The Origin and Development of Eurythmy 1912–1918

GA 277a — 18 September 1912, Bottmingen

The Dionysian Course III

How often in later years did I regret that Miss von Sivers, later Mrs. Marie Steiner, only began attending the afternoon sessions, which started at 4:30 p.m. and usually lasted until 6 p.m., Dr. Steiner's favorite meal time, the “Jause,” on this third day, which I am about to describe.

On that day, Dr. Steiner brought a book with him, Brevier der Tanzkunst (Breviary of Dance Art). I was to read it up to a point marked with energetic pencil strokes and, if possible, copy it out. But really only up to that point, because after that the czardas was described, which I was not to read or copy out, “because there the soul is taken from the body and played into the hands of Lucifer.” In the “permitted” part, there is also the aforementioned image of the “Corybant dance,” in which Rudolf Steiner not only explained the B-gesture of the arms holding the shields once again, but also showed how and where the recognition of the threefold division of the human being into body, soul, and spirit, which was required as a conviction at the very beginning, could be read and shaped in the human form itself. “And once you have learned about head postures, you should be able to read from them who will be the victor in this struggle.” Unfortunately, he did not discuss the figure of the left satyr in the second picture, which he said was a particularly interesting position that he would return to later.

Relationship / to the whole / world
Relationships / between / people
Relationship / to / the earth / quiet / inner / rebellion
(Czerwinski: Brevier der Tanzkunst, RSB Th 4a, p. 15) RSt, NZ.6264

Bacchus procession
(Czerwinski: Brevier der Tanzkunst, RSB Th 4a, p. 21)

After a short pause, he picked up his pencil again and said something like the following: "It is not only possible to form the sounds you are already familiar with using your arms and hands, you must also learn to feel them in spatial movements. And there is a straight line pointing in any direction, like an i, like a “stretch,” and a second line moving at an angle to it, like an e—just extend both lines beyond the angle and you will see it with your own eyes. And the third line, which completes the equilateral triangle by returning to the starting point, can be felt like a u. Every backward movement is something like turning upward. And so you should carry this equilateral triangle i e u within you as an archetype."

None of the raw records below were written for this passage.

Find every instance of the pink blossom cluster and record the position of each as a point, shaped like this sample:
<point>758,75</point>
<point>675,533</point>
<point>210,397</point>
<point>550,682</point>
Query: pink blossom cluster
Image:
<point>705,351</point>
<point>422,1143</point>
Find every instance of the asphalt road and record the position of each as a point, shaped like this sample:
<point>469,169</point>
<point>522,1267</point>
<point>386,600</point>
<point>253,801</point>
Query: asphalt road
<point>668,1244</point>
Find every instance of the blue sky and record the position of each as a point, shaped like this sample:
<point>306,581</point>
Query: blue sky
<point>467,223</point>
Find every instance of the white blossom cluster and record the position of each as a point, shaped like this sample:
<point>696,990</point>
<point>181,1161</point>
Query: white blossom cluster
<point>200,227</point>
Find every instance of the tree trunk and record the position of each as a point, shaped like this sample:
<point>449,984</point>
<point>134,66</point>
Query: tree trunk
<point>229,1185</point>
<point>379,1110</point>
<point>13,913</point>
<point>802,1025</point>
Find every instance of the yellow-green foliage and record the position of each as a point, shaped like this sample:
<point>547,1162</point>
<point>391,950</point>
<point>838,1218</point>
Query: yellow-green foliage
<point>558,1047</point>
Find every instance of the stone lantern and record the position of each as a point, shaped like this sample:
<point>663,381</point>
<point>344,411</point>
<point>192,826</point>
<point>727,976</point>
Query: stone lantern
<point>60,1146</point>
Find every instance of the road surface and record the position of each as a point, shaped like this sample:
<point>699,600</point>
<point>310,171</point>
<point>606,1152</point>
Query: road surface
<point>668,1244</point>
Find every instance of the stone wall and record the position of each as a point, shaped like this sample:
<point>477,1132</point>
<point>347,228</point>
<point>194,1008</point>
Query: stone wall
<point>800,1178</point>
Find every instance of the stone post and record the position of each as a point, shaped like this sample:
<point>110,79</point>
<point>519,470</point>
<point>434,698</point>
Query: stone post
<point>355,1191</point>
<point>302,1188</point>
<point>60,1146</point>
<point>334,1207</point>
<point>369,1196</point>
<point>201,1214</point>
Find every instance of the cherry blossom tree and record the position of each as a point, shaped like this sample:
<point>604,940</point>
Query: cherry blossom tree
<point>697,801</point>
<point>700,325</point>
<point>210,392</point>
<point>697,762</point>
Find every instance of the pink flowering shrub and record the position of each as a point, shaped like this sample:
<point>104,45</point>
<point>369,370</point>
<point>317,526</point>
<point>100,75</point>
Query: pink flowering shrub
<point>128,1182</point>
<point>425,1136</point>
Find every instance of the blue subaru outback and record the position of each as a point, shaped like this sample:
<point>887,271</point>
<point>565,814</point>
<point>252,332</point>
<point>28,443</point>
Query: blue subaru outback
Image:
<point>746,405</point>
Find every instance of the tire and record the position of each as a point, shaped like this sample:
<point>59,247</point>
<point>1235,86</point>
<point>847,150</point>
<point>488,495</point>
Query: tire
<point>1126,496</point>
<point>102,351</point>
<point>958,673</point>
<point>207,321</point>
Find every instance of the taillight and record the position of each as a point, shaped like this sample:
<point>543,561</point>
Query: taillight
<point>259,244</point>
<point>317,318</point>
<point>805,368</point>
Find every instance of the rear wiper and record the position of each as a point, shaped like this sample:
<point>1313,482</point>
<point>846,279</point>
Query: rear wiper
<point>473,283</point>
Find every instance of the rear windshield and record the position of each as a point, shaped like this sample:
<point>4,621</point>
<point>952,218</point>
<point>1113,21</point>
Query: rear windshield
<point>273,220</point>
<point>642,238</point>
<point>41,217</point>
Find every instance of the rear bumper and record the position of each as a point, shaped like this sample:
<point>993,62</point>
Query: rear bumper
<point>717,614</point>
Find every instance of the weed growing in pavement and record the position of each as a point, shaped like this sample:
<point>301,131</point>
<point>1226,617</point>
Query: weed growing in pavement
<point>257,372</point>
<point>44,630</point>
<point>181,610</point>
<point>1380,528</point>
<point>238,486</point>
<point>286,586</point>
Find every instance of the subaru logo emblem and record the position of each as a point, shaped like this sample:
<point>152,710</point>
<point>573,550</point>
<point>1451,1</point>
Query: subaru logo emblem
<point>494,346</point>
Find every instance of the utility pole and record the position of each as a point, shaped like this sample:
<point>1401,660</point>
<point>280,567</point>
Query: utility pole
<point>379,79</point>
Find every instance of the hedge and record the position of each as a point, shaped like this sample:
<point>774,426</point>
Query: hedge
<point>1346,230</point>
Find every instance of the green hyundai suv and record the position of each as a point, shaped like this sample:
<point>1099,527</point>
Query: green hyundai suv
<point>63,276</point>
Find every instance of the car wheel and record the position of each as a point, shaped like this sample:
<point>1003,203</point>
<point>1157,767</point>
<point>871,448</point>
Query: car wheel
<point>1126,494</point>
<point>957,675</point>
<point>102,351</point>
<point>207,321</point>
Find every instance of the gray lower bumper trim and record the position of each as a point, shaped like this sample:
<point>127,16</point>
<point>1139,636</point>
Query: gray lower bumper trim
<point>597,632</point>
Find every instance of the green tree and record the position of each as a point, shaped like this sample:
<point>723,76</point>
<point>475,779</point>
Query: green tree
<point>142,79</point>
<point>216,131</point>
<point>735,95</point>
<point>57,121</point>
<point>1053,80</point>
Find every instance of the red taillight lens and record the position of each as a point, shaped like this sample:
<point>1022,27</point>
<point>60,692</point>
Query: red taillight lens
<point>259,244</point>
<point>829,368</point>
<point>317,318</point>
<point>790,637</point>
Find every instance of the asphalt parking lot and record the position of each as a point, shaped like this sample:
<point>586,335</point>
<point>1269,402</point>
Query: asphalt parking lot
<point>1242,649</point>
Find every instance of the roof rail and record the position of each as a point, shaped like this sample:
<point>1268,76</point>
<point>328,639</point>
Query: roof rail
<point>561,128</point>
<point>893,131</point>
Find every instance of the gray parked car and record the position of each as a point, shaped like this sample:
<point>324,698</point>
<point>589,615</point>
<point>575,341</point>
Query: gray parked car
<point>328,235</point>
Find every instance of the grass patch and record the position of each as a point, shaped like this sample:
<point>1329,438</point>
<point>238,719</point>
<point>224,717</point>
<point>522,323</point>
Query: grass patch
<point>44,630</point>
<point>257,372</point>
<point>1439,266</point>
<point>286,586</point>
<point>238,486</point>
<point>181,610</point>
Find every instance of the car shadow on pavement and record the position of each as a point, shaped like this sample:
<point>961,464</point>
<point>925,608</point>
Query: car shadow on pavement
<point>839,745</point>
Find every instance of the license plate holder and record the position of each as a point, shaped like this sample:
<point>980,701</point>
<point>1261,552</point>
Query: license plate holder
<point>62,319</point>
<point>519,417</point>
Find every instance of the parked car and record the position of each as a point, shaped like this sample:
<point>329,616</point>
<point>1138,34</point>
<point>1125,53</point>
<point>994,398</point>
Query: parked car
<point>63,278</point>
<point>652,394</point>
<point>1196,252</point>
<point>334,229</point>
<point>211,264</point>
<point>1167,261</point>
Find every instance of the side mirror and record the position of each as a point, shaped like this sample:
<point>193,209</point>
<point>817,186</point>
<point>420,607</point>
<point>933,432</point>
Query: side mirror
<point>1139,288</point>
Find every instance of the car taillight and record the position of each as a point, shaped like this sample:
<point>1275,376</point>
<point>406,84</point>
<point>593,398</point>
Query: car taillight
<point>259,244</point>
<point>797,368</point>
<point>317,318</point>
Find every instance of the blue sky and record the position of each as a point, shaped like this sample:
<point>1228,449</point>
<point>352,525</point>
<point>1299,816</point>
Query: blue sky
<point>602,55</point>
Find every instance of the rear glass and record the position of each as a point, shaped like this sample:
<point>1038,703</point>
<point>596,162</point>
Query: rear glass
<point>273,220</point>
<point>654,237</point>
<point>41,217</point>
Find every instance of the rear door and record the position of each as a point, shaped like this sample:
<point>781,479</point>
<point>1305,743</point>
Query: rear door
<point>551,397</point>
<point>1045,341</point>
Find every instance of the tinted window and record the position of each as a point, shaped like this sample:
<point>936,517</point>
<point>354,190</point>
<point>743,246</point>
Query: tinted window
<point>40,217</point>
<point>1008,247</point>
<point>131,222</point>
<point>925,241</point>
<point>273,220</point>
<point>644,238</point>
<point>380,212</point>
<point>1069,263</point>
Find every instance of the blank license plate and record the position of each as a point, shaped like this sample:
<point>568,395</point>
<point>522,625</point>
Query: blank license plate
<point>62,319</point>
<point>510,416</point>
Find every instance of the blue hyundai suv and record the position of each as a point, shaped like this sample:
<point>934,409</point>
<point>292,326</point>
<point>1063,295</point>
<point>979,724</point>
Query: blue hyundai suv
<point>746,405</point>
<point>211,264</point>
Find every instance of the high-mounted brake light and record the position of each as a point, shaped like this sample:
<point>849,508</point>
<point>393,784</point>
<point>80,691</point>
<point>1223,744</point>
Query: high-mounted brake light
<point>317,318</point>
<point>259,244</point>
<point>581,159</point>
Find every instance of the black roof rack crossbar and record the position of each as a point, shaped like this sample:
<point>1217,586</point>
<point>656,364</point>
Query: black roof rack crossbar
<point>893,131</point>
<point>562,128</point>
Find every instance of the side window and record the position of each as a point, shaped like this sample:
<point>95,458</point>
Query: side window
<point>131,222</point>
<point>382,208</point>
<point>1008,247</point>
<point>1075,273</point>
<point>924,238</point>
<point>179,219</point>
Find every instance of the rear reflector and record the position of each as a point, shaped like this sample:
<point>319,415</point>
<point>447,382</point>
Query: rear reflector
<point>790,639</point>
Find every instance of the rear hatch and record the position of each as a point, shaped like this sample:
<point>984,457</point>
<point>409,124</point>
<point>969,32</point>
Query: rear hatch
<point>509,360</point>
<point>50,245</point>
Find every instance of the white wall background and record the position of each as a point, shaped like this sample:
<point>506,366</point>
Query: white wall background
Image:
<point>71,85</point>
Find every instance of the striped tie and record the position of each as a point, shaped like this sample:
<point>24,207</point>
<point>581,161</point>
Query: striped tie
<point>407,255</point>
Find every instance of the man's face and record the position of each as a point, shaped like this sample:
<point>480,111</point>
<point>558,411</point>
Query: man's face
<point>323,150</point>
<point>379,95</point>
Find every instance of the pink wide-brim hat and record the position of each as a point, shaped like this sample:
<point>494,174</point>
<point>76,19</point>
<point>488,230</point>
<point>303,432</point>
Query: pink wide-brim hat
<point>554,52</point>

When I had tried in recent months to fulfill the task of searching classical literature for descriptions and, if possible, instructions for practicing Greek dance, the yield had been very meager. It is true that Homer, Hesiod, Plato, and many others, writers and poets, repeatedly praise the art of dance in the most eloquent terms, but I have found no hints anywhere about how they danced, and certainly nothing about arm movements, even though it is said: Those who have soft arms should dance! Nor is there anything about their temple dances, which Dr. Steiner had mentioned. Certain insights were provided by the short work On the Pantomime of Lucian, a late Greek, in which even the word ‘eurythmy’ can be found. He reports not only on the origin of dance, the ‘round dance of the stars and the intricate movement of the planets to the fixed stars and their rhythmic union and orderly harmony’. He also describes in detail the extremely varied and high demands placed on a dancer, who, in addition to dialectics, had to master all branches of education at that time and carry the present, future, and past in his memory. In Lucian, I also found these words: “that one cannot find a single ancient consecration that does not involve dance” – and “that it is usually said of those who divulged the mysteries: they dance them among the people.” It is understandable that this statement marked a rather energetic conclusion to my further search for temple dances.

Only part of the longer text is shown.